Research suggests social factors behind higher schizophrenia rate in British African-Caribbeans

Unemployment and earlier separation from both parents may be key factors behind the higher rates of schizophrenia in British African-Caribbeans, according to new research by a scientist at The Centre for Caribbean Medicine, King's College London. The research, soon to be published in the journal of Social Psychiatry & Psychiatric Epidemiology, indicates that the higher levels of schizophrenia in the African-Caribbean population in Britain are in part due to these social and environmental factors.

This is the first time that social and psychological factors have been recognized as central to understanding the cause of serious mental illness in African-Caribbeans. Dr Rosemarie Mallet, a medical sociologist based at King'sCollege Institute of Psychiatry and lead author of the paper, said:

"This research highlights the significance of social disadvantage as a cause of severe mental illness. Our study found that UK African-Caribbeans who had been separated from one or both parents for 4 years or more during childhood were more likely to develop schizophrenia. A similar link was also seen with unemployment in British Afro-Caribbeans.

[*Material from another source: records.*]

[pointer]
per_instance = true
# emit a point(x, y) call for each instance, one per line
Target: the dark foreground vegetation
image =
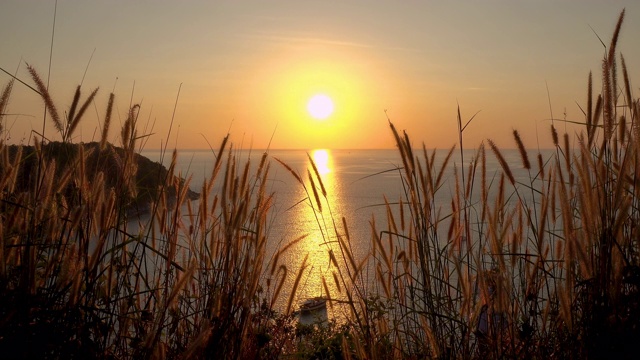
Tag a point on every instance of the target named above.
point(543, 268)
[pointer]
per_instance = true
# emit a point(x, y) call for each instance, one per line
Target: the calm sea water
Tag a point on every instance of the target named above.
point(357, 182)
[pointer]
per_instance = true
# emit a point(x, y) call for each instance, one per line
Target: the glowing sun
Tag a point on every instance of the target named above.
point(320, 106)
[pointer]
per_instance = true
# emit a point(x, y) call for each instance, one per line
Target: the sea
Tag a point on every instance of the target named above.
point(358, 184)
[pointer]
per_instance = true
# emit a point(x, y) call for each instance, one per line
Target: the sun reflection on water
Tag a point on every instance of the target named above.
point(319, 225)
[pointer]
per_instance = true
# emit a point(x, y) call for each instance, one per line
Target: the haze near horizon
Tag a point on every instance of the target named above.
point(252, 68)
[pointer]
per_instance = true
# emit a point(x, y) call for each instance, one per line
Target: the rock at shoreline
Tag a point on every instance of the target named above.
point(150, 175)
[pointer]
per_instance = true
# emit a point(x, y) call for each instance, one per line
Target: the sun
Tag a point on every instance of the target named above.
point(320, 106)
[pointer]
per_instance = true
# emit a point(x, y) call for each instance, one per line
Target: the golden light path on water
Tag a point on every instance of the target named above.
point(320, 231)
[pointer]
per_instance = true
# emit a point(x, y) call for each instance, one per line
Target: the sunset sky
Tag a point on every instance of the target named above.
point(250, 67)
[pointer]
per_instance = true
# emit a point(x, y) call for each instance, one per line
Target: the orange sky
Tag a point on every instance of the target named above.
point(249, 67)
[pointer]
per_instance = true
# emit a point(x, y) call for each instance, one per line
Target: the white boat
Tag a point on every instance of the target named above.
point(313, 304)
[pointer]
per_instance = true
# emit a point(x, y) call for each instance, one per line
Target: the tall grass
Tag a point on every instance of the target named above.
point(538, 260)
point(544, 267)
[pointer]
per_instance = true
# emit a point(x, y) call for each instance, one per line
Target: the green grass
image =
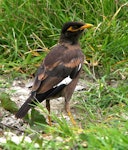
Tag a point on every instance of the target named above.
point(28, 28)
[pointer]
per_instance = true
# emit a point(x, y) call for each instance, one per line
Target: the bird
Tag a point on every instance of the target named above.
point(59, 72)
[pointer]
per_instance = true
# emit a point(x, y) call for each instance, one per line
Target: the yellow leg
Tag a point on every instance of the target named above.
point(67, 108)
point(48, 108)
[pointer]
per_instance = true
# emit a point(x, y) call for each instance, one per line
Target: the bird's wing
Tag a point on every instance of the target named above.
point(59, 67)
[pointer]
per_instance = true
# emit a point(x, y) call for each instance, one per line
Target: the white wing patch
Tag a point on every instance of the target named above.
point(67, 80)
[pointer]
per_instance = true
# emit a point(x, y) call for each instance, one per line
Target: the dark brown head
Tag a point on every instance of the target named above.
point(71, 31)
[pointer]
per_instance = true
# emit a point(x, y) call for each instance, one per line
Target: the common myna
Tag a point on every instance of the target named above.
point(59, 72)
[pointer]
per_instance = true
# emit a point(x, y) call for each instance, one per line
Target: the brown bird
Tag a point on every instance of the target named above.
point(59, 72)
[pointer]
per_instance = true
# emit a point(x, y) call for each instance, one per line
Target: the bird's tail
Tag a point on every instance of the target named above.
point(25, 107)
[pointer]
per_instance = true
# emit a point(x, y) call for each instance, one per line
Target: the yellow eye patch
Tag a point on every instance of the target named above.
point(81, 28)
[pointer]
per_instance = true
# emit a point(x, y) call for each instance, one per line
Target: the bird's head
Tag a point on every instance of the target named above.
point(71, 31)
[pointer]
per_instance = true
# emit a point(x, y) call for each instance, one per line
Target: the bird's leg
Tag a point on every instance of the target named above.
point(48, 108)
point(67, 108)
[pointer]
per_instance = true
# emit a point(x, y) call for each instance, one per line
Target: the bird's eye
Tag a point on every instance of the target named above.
point(75, 27)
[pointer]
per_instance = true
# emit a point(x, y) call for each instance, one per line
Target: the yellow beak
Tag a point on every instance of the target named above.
point(86, 26)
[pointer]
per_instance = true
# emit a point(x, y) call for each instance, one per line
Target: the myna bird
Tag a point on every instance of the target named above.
point(59, 72)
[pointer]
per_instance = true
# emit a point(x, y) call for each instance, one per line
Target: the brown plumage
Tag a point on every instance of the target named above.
point(59, 72)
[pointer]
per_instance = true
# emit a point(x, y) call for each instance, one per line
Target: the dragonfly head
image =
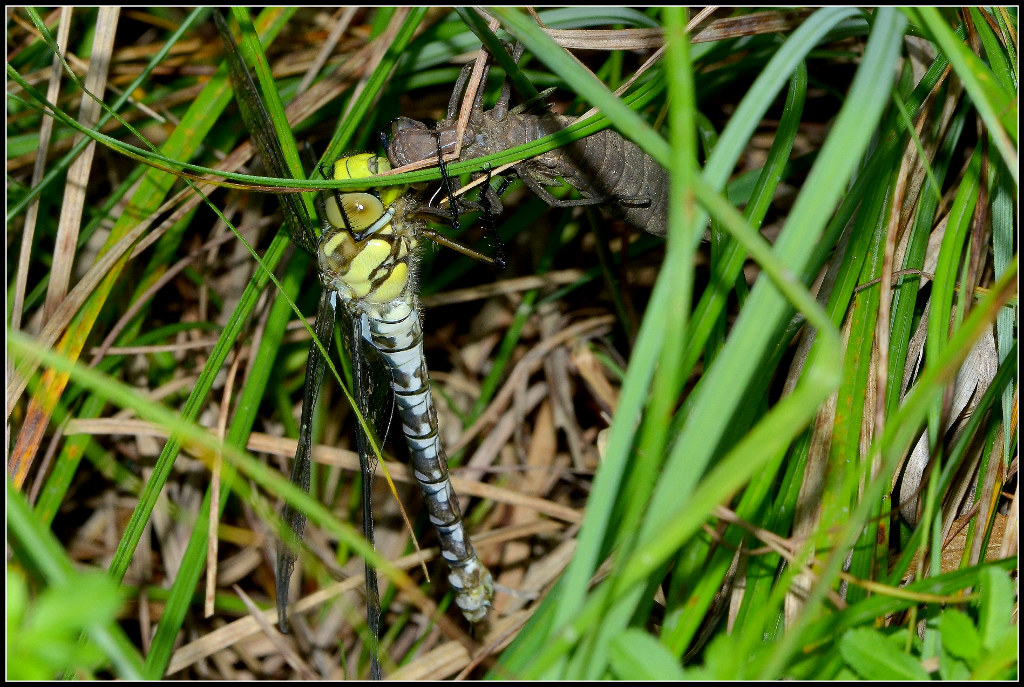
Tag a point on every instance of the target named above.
point(360, 254)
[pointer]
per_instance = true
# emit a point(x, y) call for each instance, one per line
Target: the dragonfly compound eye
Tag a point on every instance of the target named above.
point(356, 212)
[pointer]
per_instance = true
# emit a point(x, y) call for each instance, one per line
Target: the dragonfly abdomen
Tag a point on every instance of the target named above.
point(366, 255)
point(397, 336)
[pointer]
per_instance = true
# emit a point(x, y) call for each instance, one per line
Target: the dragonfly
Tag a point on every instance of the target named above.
point(366, 264)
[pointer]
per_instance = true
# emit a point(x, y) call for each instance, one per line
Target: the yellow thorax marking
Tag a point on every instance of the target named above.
point(375, 268)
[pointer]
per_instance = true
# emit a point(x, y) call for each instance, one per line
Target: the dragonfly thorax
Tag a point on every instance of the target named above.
point(367, 244)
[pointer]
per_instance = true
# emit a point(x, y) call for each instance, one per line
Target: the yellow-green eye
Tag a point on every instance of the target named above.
point(361, 210)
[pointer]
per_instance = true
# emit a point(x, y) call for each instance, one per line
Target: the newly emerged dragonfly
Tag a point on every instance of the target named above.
point(366, 258)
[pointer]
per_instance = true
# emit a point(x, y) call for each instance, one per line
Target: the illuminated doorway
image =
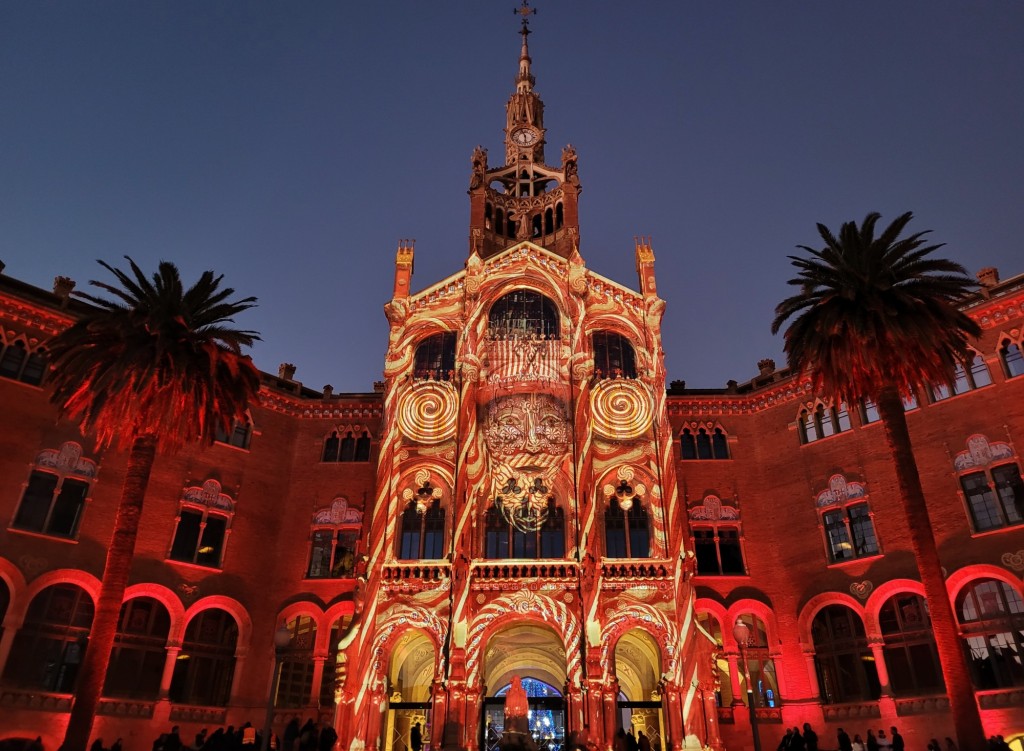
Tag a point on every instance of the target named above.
point(536, 655)
point(638, 667)
point(411, 673)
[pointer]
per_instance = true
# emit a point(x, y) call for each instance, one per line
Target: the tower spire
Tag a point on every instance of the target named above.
point(524, 81)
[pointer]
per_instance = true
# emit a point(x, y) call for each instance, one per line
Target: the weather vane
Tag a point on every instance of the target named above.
point(525, 11)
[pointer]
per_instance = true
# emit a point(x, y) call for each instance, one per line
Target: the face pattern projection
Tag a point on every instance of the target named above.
point(527, 437)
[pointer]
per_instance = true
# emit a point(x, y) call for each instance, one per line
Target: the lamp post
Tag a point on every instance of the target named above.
point(742, 633)
point(282, 638)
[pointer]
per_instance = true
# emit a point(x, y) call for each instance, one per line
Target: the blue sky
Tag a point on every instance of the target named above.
point(290, 145)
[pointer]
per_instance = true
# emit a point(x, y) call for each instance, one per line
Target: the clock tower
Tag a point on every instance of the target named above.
point(524, 199)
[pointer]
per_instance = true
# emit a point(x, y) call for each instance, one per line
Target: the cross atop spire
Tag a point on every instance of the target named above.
point(524, 81)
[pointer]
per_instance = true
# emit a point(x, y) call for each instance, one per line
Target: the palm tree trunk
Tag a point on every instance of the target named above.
point(963, 705)
point(116, 571)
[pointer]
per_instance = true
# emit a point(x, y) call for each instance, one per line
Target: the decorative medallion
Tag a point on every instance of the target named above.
point(622, 408)
point(861, 589)
point(428, 412)
point(1014, 560)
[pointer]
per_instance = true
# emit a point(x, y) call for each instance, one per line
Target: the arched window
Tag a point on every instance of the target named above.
point(965, 379)
point(435, 357)
point(205, 666)
point(627, 532)
point(139, 650)
point(54, 497)
point(48, 649)
point(823, 422)
point(760, 664)
point(842, 657)
point(296, 682)
point(422, 534)
point(203, 524)
point(991, 616)
point(994, 497)
point(613, 356)
point(523, 314)
point(1013, 359)
point(909, 645)
point(700, 444)
point(503, 541)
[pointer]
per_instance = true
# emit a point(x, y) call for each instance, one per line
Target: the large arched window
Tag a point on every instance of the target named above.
point(760, 664)
point(503, 541)
point(627, 531)
point(991, 616)
point(844, 662)
point(435, 357)
point(613, 356)
point(139, 650)
point(422, 533)
point(523, 314)
point(909, 645)
point(296, 681)
point(205, 666)
point(49, 647)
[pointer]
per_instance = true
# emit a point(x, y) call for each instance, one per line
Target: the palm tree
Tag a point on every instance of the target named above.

"Early studies by others indicated extremely high rates of schizophrenia in African-Caribbeans in the UK compared to the white population. Our work began in 1991 and we found that twice as many African-Caribbeans developed schizophrenia compared to white people with the similar backgrounds. We then went on to find out why this was the case.

"We first made sure that this finding wasn't simply due tohigher incidence rates among the population in the Caribbean by conducting studies in Trinidad and Barbados. We found the rate of schizophrenia there significantly lower than in London's African-Caribbeans, suggesting that social and environmental factors were responsible for the high UK rates.

"It's important we find out why this disease is more prevalent in this ethnic group, not least because of the distress it causes to patients and relatives in this disadvantaged section of the population. The knock-on effect of the increased rate is a greater strain on psychiatric services in London and inner city hospitals. Plus, on another level, finding out the cause of the disease in African-Caribbeans will help us to understand it better in all populations, because it is clear that schizophrenia isn't just down to poor genetics or neuro-developmental patterns."

Social environment, ethnicity and schizophrenia; a case-control study. Mallett R et al. Social Psychiatry and Psychiatric Epidemiology, 2002.